Diffusion Models for Open-Vocabulary Segmentation¶

Conference: ECCV 2024
arXiv: 2306.09316
Code: None
Area: Segmentation / Open-Vocabulary Segmentation
Keywords: Open-Vocabulary Segmentation, Diffusion Models, Prototype Learning, Training-Free Segmentation, Text-to-Image Generation

TL;DR¶

This paper proposes OVDiff, which leverages a pre-trained text-to-image diffusion model to generate support image sets for arbitrary textual categories. From these, multi-level prototypes (class-level, instance-level, and part-level) are extracted and combined with background prototypes to achieve training-free open-vocabulary semantic segmentation, outperforming prior methods by over 10% on PASCAL VOC.

Background & Motivation¶

Background: Open-vocabulary segmentation requires pixel-level segmentation of any object in an image described in natural language. Recently, large-scale vision-language models (such as CLIP) have driven significant progress in this field, but these methods require expensive contrastive training on massive image-text pairs.

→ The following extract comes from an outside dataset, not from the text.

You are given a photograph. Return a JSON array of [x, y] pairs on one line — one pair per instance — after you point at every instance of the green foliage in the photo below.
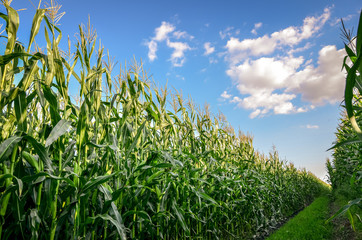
[[308, 224], [345, 170], [117, 163]]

Limitations of Prior Work: (1) Contrastive training-based methods (e.g., GroupViT, TCL) require extra training on massive image-text pairs, which introduces noise because the text might not fully describe the image content. (2) Cross-modal feature alignment is inherently ambiguous—images with similar visual appearances may correspond to different text descriptions, and vice versa. (3) Background segmentation remains a long-standing challenge, usually requiring manual similarity thresholds, but the optimal threshold is difficult to determine and varies across different images.

Key Challenge: Open-vocabulary segmentation requires mapping arbitrary linguistically-expressed categories to precise pixel-level segmentations, but directly learning cross-modal alignment is both expensive and prone to ambiguity. Can existing pre-trained foundation models be utilized to synthesize segmenters on-demand, thereby avoiding extra training?

Key Insight: The authors observe that feature comparison within the same modality is easier and more reliable than cross-modal comparison. Therefore, they propose using a generative diffusion model to "translate" language queries into visual prototypes, thereby transforming the cross-modal problem into an intra-modal comparison. Diffusion models not only encode the visual appearance distribution of objects but also provide contextual priors (e.g., background), which are crucial for segmentation quality.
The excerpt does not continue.